A
Personal Account
Margaret
Moser Goes Punk
a Randy's Rodeo exclusive by Randall Anthony
Sid at Randy's Rodeo
In the mid-70's, Margaret Moser was a dyed-in-the-wool blues-freak and nascent hippie
stringing stories for the Austin Sun, a precursor of the Austin
Chronicle (which she helped found and for which she still writes). Her appreciation
for music was typically Texan - eclectic and synergistic in the tradition of Doug Sahm.
Country music, Tex-Mex, and psychedelic rock commingled with the vibrant blues scene
of which Moser and her groupie troupe, the Austin Blondes, were denizens.
Being consummate rock 'n' roll chicks, though, Moser and the Blondes were more than
aware of the Sex Pistols and punk rock.
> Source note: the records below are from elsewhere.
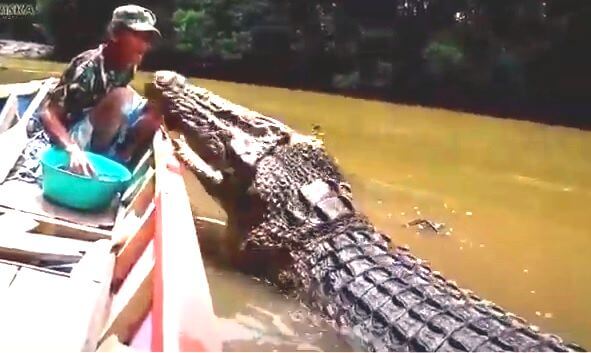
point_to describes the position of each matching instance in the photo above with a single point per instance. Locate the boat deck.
(80, 281)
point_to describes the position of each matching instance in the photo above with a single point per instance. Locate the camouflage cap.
(136, 18)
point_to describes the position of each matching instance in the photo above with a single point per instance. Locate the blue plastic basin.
(82, 192)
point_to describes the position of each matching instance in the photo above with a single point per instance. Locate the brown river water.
(514, 196)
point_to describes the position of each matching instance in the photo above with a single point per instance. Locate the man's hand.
(79, 162)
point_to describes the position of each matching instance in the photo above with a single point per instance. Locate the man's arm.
(52, 118)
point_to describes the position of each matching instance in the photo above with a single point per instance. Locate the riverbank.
(513, 194)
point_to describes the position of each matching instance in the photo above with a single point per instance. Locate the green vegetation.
(527, 187)
(517, 57)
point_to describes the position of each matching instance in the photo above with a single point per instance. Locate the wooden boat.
(131, 275)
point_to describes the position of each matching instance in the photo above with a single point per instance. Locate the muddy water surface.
(515, 198)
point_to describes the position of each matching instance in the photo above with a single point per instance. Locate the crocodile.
(297, 225)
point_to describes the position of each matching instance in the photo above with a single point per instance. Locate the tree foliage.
(506, 51)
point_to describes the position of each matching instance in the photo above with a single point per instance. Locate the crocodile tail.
(392, 301)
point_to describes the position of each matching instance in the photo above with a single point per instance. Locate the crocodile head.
(272, 181)
(224, 139)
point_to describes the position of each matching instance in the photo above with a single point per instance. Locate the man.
(93, 107)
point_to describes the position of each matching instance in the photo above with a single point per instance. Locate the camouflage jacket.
(85, 81)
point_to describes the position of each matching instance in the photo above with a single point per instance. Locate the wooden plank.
(7, 274)
(9, 113)
(49, 311)
(13, 141)
(48, 322)
(183, 316)
(112, 344)
(31, 247)
(51, 226)
(133, 300)
(138, 177)
(135, 239)
(20, 88)
(28, 197)
(142, 194)
(97, 265)
(17, 222)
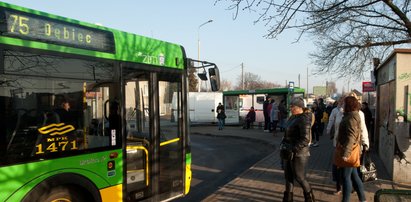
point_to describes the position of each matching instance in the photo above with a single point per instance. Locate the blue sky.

The Texas punk scene was just emerging, though,
so when Moser and her then-husband, photographer Ken Hoge, made the trek down to San
Antonio to catch the Sex Pistols, it was more curiosity than punk fervor that motivated
them.
What Moser witnessed, however, made her a true believer. Recalls Moser in the Austin
Chronicle, "Randy's Rodeo was a real cowboy joint with real cowboys hanging
around. I was pretty close to Sid when he started swinging his bass, but the thing
is, I remember less of the music than the atmosphere, which was almost electrically
charged." Towards the end of the show, Moser remembers that the locals and regulars
starting to wander in and looking "pretty shocked" at the carnage - musical
and otherwise.
Sid With Friends In Texas
With
her love of blues and outlaw country, Moser wasn't overly impressed with the Pistol's
rudimentary punk music, per se. Instead, she was overwhelmed by the attitude, the approach,
the gestalt of the band. "Emotionally," she said, "I was thrilled." Her
mind opened up to new possibilities in art and music, and soon after, she began to
listen to a much broader range of music. Moser left Randy's Rodeo that night knowing
she had witnessed something very important, but it took her years to process exactly
what had happened and how it had changed her.
According
to Moser, the Sex Pistol's gig in San Antonio had a big impact back in Austin. The
show was a defining, galvanizing moment for Austin's counterculture (though ironically,
Moser believes that the gig was scheduled in San Antonio in part to insult Austin's
in-crowd, with their hipper-than-thou attitude). Musically, of course, it helped inspire
Austin's punk scene - one of the earliest and best outside of New York City. But beyond
the obvious, the common experience of Austin's attendees fostered many new connections.
It was an energizing, polarizing event. Virtually everyone who worked at the Austin
Chronicle in its early days witnessed the show, and the Chronicle's staff influenced
much of what the city became artistically and politically in the 80's and 90's.
When she awoke in Austin on January 8, 1978, Margaret Moser was already living outside the mundane, complacent world so many of us inhabit. Still, she was hardly one of the punk faithful. That afternoon as she drove the 90-minute stretch of Interstate 35 that leads to San Antonio, she was simply expecting to witness the latest music biz hype. But like many so people who witnessed the Sex Pistols at Randy's Rodeo, she returned to Austin transfixed and transformed, eager to make her mark on an unsuspecting world.